After loading the files through any of these popup menus and setting the desired cutoffs, a new popup will appear asking if the user wants to use the redundancy option for importing results into the pATLAS matrix.

The rational

This option was created because plasmids are highly chimeric and modular by nature and this renders that results often contains redundant information. Consider the following examples:

  • Two plasmids are highly related (and thus they are linked in pATLAS) and results show that HTS data has a 100% identity with both, but one of them is larger than the other (let's say one has 5kb and another has 50kb). In this case the plasmid with the same % identity but that is larger is the more likely plasmid to be present in our data.

  • HTS data suggest that we may have:

    • one plasmid with 100% identity and sequence length of 5kb.
    • another plasmid with 90% identity and sequence length of 50kb.
    • both plasmids are highly related (and thus they are linked in pATLAS matrix).

In the 2nd case, despite the first plasmid presents a higher identity, the second plasmid presents an overall larger sequence similarity and thus the second plasmid should be the more likely plasmid to be contained in the sequencing data.

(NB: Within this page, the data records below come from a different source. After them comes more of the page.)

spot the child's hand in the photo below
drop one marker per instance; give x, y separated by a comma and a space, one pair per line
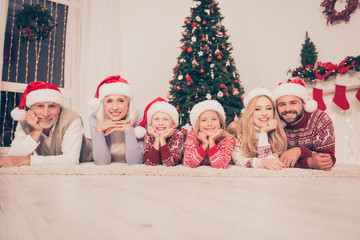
203, 138
152, 132
271, 126
169, 132
216, 135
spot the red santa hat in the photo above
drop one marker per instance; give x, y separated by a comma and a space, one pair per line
157, 105
37, 92
295, 87
110, 85
257, 92
207, 105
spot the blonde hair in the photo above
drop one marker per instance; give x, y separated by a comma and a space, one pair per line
131, 114
246, 128
222, 126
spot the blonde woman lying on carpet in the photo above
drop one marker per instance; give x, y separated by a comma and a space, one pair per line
113, 124
260, 137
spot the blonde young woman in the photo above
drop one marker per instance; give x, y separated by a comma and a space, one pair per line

Hence, this option was added in order to help dealing with this problem and to make a "guess" of the most likely plasmids instead of reporting all hits from the pipelines described above.

The calculation

All linked plasmids are compared with each other in order to know which one is the best hit from a given group of linked plasmids. If they are not linked, they will not be compared. So, if we have two different groups of plasmids it is likely that HTS data contain two plasmids.

However, each different import types has different calculations to "guess" the best hit for the plasmids within each group, since they are generated by different approaches and pipelines.

Therefore each pair of linked plasmids will be compared as described below for each one of the imports:

  • Mapping

plasmid1 percentage * plasmid1 length - plasmid2 percentage * plasmid2 length

Interpretation: If this result is > 0 it means that the plasmid1 is the "best hit". If this result is < 0 it means that the plasmid2 is a "better hit" than plasmid1. However, if calc results is = 0 this means that both are "best hits".

Note: percentage is the percentage of the queried plasmid that is covered by HTS data, resulting from mapping.

  • Mash screen

plasmid1 identity * plasmid1 length - plasmid2 identity * plasmid2 length

Note: identity is the percentage identity, from the mash screen output, of the queried plasmid and the HTS data.

Interpretation: If this result is > 0 it means that the plasmid1 is the "best hit". If this result is < 0 it means that the plasmid2 is a "better hit" than plasmid1. However, if calc results is = 0 this means that both are "best hits".

  • Assembly

plasmid1 identity * plasmid1 shared hashes * plasmid1 length - plasmid2 identity * plasmid2 shared hashes * plasmid2 length

Note: identity is the percentage identity, from the mash dist output, of the queried plasmid and the HTS data Note 2: shared hashes is a measure of the percentage of sequence that are shared between the HTS data and the plasmid. This is useful because mash dist reports identity of the smallest sequence against the larger sequence.

Interpretation: If this result is > 0 it means that the plasmid1 is the "best hit". If this result is < 0 it means that the plasmid2 is a "better hit" than plasmid1. However, if calc results is = 0 this means that both are "best hits".